自分がこんなにも無力だとは知らなかった。傍らに付いていながら、涙を止めてやることさえできずに。
どんな言葉をかけてやればいいのかもわからずに………。
「おとこのこだった?おんなのこだった?」
麻酔が切れるにつれ、痛みが増すのだろう。白皙の額にうっすらと汗が滲んでくる。
息遣いは苦しげで、いつも通りに話していても不自然に力が入っている。
無駄だと知りながら、シャルルは薫の腰に手を伸ばし、ゆっくりとさする。痛みは取れない

だろうが、精神が安らぐ。
優しく手を動かしながら、シャルルは自分が取り上げたものを思い出した。
「まだどちらかはわからなかった」
産まれることを拒否されて、闇に葬られた小さな小さな胎児。
存在意義が、あったのだろうか………。
「………そ、残念……」
「名前を、付けてやらないか?」
「え…?」
突然の提案に、薫はいぶかしげに眉を潜める。
それもそうだろう………。
「せめて、ほんの僅かでも君の中で生きていた証に、名前を」
「そんなことして、どうするの」
気のない声。
「巽の墓に一緒に名を刻み、共に葬ってやろう」
何も出来なかった代わりに。たったそれだけのことでも、何もないよりはいい。
きゅっと、薫は目を閉じた。こことを落ち着けるように何度か息を飲む。
「…ありがとう………」
彼女は笑った。
頬は引きつって、瞳は潤んでいたけれど、それはその時に彼女が浮かべられる精一杯の笑顔だった。





あの時、どうしてあんなにも泣いていたのだろう。
哀しかったし、新しい生命が可哀想だとも思った。

でも、本当は………。

こども一人産めない自分が憐れで、そして悔しかった。
心臓が悪いことを悲しいと思ったことはない。
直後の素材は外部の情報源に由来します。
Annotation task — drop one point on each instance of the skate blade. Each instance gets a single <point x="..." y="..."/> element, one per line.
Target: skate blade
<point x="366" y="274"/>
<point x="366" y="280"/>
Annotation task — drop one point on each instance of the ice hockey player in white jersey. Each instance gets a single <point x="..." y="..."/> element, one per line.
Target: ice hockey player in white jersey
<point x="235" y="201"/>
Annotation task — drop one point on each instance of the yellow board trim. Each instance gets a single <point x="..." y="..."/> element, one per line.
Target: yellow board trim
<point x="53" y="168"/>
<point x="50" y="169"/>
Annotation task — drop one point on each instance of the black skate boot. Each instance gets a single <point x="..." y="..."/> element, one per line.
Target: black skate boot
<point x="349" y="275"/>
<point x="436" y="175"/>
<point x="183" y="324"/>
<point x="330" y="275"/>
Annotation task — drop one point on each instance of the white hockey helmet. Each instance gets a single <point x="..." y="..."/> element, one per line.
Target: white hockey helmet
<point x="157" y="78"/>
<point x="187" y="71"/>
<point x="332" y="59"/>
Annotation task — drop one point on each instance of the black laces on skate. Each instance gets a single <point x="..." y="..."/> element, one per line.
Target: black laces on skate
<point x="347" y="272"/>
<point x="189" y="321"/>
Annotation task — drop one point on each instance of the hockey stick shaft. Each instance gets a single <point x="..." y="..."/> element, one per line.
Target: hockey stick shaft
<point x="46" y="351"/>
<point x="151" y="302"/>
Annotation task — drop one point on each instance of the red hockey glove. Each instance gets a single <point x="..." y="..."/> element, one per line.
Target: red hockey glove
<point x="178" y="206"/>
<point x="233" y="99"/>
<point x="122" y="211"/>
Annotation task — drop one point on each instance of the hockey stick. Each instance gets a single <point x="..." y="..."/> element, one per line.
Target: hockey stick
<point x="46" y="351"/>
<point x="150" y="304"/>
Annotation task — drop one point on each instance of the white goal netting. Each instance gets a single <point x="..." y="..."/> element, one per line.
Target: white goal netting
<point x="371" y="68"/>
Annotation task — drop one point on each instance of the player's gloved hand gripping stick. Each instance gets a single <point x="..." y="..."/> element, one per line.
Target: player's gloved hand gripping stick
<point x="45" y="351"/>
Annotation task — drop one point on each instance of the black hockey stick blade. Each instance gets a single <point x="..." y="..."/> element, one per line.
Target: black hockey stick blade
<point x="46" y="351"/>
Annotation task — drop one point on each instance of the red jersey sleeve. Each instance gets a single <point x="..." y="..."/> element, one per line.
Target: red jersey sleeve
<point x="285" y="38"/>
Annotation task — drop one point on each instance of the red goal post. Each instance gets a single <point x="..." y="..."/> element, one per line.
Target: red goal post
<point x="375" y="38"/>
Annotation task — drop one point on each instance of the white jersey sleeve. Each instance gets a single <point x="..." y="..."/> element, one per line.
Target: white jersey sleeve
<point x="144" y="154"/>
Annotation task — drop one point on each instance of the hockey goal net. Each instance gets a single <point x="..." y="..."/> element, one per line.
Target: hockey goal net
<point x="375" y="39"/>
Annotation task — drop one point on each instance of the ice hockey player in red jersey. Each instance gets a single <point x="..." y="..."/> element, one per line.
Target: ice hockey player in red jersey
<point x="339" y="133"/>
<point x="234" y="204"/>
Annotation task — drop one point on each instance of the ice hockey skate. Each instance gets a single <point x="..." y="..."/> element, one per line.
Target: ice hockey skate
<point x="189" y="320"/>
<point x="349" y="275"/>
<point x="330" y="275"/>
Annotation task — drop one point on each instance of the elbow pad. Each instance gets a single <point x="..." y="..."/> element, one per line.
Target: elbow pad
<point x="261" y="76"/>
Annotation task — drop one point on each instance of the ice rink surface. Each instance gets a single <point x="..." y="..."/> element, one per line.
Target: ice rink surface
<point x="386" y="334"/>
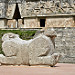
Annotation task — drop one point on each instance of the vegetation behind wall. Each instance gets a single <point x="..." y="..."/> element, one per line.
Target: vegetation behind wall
<point x="25" y="35"/>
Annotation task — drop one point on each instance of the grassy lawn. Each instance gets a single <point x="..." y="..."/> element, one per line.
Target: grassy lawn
<point x="25" y="35"/>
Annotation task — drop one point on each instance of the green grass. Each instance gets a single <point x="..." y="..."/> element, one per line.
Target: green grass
<point x="25" y="35"/>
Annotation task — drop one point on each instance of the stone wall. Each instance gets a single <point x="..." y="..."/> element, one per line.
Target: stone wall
<point x="65" y="42"/>
<point x="31" y="23"/>
<point x="3" y="23"/>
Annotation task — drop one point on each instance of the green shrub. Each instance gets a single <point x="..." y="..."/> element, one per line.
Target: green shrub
<point x="25" y="35"/>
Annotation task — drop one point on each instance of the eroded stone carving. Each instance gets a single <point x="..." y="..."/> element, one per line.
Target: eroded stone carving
<point x="37" y="51"/>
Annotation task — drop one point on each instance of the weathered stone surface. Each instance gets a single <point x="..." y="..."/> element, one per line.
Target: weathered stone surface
<point x="31" y="23"/>
<point x="12" y="24"/>
<point x="38" y="51"/>
<point x="3" y="23"/>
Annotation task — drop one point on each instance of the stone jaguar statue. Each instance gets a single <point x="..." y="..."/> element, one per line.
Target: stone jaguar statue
<point x="37" y="51"/>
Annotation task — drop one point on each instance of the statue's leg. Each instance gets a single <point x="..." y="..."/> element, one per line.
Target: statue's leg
<point x="45" y="60"/>
<point x="8" y="60"/>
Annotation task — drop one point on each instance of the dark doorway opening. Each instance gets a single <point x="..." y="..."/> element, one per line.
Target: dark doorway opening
<point x="42" y="22"/>
<point x="17" y="13"/>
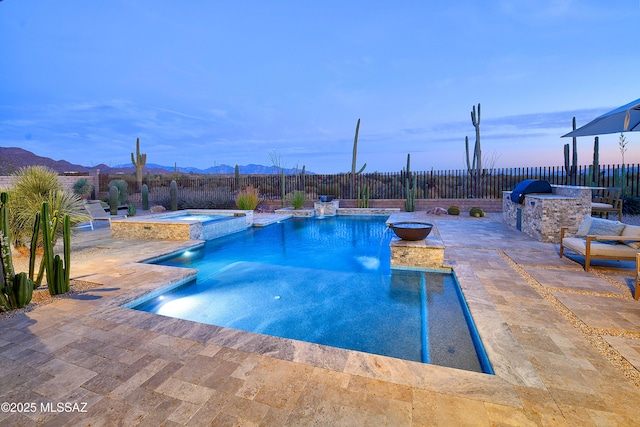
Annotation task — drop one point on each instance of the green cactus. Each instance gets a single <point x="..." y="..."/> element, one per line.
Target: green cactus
<point x="363" y="196"/>
<point x="145" y="197"/>
<point x="139" y="161"/>
<point x="594" y="168"/>
<point x="57" y="269"/>
<point x="353" y="161"/>
<point x="5" y="246"/>
<point x="34" y="247"/>
<point x="453" y="210"/>
<point x="474" y="164"/>
<point x="113" y="200"/>
<point x="17" y="289"/>
<point x="571" y="170"/>
<point x="173" y="192"/>
<point x="411" y="190"/>
<point x="236" y="173"/>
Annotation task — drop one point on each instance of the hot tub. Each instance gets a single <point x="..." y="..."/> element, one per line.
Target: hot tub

人並みの生活が出来ないことも不便だったが、それ程嘆くことでもなかった。

それ自体は。



でも、今でも思うことがある。

もしこの身体が、人並みのものであったなら、兄は私の傍にいただろうか。

どんな形でもいい。犯罪など犯さずに、生きて、いただろうか。


そんなことを考える時、この身体を悔しく思った。

そして今度も。
彼の、たった一つの形見を。思いの寄らぬ形でもらった、神からの贈り物さえ。
諦めねばならない自分を、悔しく、歯痒く思った。






思いの分だけ、泣いていた………。